Yasha follows him down a winding maze of hallways to a lone patio before he finally gives her one of the glasses. It tastes very strongly of pine and juniper and nothing else.

“Caleb Widogast, did you just pour me a glass of straight gin?” Yasha asks as she takes in the still-sleepy Capitol, fairly quiet despite the sun being a respectable height in the sky. Most everyone is given time off to enjoy the games. How terrible.

Caleb simply shrugs, taking a sip from his own without changing the blankt expression on his face. “I meant to add tonic, but it may have slipped my mind.”

Yasha takes another deep drink. “I thank you for it.

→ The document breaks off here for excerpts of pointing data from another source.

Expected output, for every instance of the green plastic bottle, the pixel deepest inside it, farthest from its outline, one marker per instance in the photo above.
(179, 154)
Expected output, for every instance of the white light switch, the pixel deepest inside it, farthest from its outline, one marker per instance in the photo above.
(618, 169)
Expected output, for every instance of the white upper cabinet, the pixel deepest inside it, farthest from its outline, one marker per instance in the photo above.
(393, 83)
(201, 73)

You’ve picked out a terrible view for us to enjoy it to, though.”

That makes him a little uncomfortable, but he only betrays it by rocking his weight between his legs. It’s something Molly used to do too. “I used to come here a lot, before my breakdown. Or at least I have memories of doing so. Gods know if they’re true.”

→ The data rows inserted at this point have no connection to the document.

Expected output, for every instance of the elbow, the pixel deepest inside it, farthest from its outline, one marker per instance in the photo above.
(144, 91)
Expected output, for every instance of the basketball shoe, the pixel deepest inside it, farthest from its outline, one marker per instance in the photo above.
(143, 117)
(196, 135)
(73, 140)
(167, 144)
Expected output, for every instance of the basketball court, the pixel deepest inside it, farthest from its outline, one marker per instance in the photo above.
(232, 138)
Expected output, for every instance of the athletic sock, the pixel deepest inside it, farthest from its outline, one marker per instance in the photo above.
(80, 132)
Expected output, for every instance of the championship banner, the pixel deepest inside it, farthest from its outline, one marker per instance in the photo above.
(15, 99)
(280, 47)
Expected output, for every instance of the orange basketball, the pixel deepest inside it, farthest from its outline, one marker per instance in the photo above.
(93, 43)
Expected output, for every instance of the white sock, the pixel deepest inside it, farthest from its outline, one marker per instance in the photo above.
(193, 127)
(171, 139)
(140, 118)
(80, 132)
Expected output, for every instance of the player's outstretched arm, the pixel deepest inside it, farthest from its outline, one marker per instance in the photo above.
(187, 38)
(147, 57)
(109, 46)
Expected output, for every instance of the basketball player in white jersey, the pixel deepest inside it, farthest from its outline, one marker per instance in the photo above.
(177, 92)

“Just another reason to drink.” Yasha says.

Caleb nods. He’s silent again, awkward as she’s always known him to be. “Fuck. I wish I’d brough Frumpkin.”

“How’s he taking to the Capitol?” Yasha asks, genuinely curious. It’d been Veth’s idea, to get him that cat the year after his return to mentoring. Caleb had apparently always been fond of them, but hadn’t had one since before he’d been reaped. Caleb normally kept him in his house in the Victor’s Village, but he’d had a difficult year last time after watching his tribute be immolated with flames. Their close-knit group had all encouraged him to bring Frumpkin this summer, even Fjord who was apparently terribly allergic.

His smile was plain and easy. Caleb loved that damn cat. “Much better than I’d thought he would, though I suppose he has no reason to despise it here as we do. Beau’s met him, and he’s taken a liking to her. Fjord refuses to be in the same room as him, but I think Jester will break him sooner rather than later.” Something in his face shifts, and he catches her eye carefully as he asks what must have driven him to take her so far away from the mentoring room. “Speaking of taking liking, what about you?”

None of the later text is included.